Yeshiva College Dean David Srolovitz Revamps a 50-Year-Old Equation for the Structure of Foam

Apr 26, 2007 -- Have you ever wondered why the foam on a pint of Guinness lingers while the foam on a pint of lager rapidly dissolves? It turns out the answer is so complicated that for more than half a century, no one has made significant headway in understanding it--until now. David Srolovitz, PhD, dean of Yeshiva College and professor of physics at Yeshiva University, and Robert MacPherson, PhD, professor of mathematics at the Institute of Advanced Study in Princeton, NJ, recently revamped the famous von Neumann Relation, a formula that predicts the growth and shrinkage of individual bubbles in foam and crystalline grains in metals, semiconductors, and other materials.
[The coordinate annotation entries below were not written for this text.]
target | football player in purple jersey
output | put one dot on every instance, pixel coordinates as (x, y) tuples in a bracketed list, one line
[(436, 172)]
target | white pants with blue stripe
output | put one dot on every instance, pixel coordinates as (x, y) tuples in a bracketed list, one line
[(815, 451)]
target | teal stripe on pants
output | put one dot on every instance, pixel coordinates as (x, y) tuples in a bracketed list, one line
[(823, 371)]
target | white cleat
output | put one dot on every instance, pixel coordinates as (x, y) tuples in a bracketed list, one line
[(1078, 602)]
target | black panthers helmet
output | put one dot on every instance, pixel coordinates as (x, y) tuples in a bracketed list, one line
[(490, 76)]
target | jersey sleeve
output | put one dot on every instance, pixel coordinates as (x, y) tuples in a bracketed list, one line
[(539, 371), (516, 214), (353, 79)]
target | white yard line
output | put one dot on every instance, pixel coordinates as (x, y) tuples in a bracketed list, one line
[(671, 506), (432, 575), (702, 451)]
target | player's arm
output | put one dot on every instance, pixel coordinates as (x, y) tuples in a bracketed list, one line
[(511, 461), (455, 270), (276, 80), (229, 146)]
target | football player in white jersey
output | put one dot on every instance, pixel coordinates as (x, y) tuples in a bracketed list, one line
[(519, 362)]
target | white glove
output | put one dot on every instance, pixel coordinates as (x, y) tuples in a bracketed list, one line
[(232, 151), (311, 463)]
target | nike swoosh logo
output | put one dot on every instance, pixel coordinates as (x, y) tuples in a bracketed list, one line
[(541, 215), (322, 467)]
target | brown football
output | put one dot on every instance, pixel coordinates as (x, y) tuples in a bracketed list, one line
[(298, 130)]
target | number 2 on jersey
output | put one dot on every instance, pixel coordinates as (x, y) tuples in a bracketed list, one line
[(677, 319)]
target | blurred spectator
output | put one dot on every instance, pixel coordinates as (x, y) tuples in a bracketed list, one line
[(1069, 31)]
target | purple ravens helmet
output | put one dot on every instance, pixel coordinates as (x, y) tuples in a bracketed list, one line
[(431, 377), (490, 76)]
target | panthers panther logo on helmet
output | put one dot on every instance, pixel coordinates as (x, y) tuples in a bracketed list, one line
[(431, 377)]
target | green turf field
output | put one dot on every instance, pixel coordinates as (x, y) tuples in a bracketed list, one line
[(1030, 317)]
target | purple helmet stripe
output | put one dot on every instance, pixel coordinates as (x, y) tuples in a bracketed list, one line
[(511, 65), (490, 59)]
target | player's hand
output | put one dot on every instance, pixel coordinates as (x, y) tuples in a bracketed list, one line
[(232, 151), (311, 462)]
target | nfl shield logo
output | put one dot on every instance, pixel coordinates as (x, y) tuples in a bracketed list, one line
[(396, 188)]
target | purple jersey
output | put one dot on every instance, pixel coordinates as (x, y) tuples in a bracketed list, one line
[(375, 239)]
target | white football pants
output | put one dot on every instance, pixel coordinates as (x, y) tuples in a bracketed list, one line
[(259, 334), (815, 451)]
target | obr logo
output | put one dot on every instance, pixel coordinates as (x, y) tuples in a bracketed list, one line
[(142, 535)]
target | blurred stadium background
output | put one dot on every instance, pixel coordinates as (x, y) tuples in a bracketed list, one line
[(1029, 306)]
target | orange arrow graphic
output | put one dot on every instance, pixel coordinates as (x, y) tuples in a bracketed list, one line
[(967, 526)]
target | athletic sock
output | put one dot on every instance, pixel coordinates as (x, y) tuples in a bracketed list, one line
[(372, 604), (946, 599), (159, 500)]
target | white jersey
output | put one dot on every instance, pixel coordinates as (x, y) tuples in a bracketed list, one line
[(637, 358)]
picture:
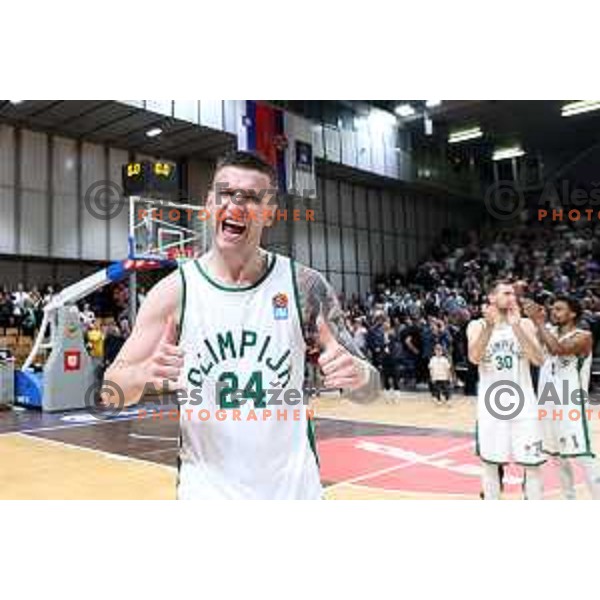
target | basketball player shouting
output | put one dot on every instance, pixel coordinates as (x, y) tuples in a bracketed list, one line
[(244, 316), (503, 345), (567, 371)]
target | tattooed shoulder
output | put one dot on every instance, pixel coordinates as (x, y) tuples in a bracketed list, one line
[(318, 298)]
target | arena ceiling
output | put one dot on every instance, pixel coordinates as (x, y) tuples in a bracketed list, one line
[(117, 124), (536, 125)]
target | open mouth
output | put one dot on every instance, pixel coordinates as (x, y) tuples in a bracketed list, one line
[(233, 229)]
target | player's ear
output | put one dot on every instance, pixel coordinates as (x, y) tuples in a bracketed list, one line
[(270, 207), (210, 199)]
Their findings—which are being published in the April 26th issue of Nature, the most prestigious science magazine in the world—could be used to build better airplane wings, nuclear reactors, microprocessors, and of course, heads of beer. The research has garnered media attention from Reuters, Scientific American, and New Scientist. Dr. Srolovitz describes the original equation as “stunningly beautiful and simple,” predicting how two-dimensional shapes change over time. But the world of science could make no progress in the three-dimensional world over the last half century. The new equation works in two dimensions, three dimensions or any number of dimensions, vastly expanding the areas to which it can be applied. “This is one of those rare occasions where some really beautiful, pure mathematics could be applied to an important problem in the sciences wholesale,” says Dr. Srolovitz. Why has it taken so long to move from 2-D to 3-D? After John von Nuemann developed the formula in 1952, both the materials science community and the mathematics community possessed the tools to advance his ideas. According to Dr. MacPherson, the problem was that scientists and pure mathematicians rarely communicate well with each other. That changed when mathematician Dr. MacPherson—after hearing that materials science poses some great geometry problems—attended one of Dr. Srolovitz’s lectures at Princeton University (where YC’s new dean was chair of the Department of Mechanical and Aerospace Engineering until moving to Yeshiva University last May). The two researchers decided to collaborate and discovered an abstract, mathematical approach to solving one of science’s most practical problems.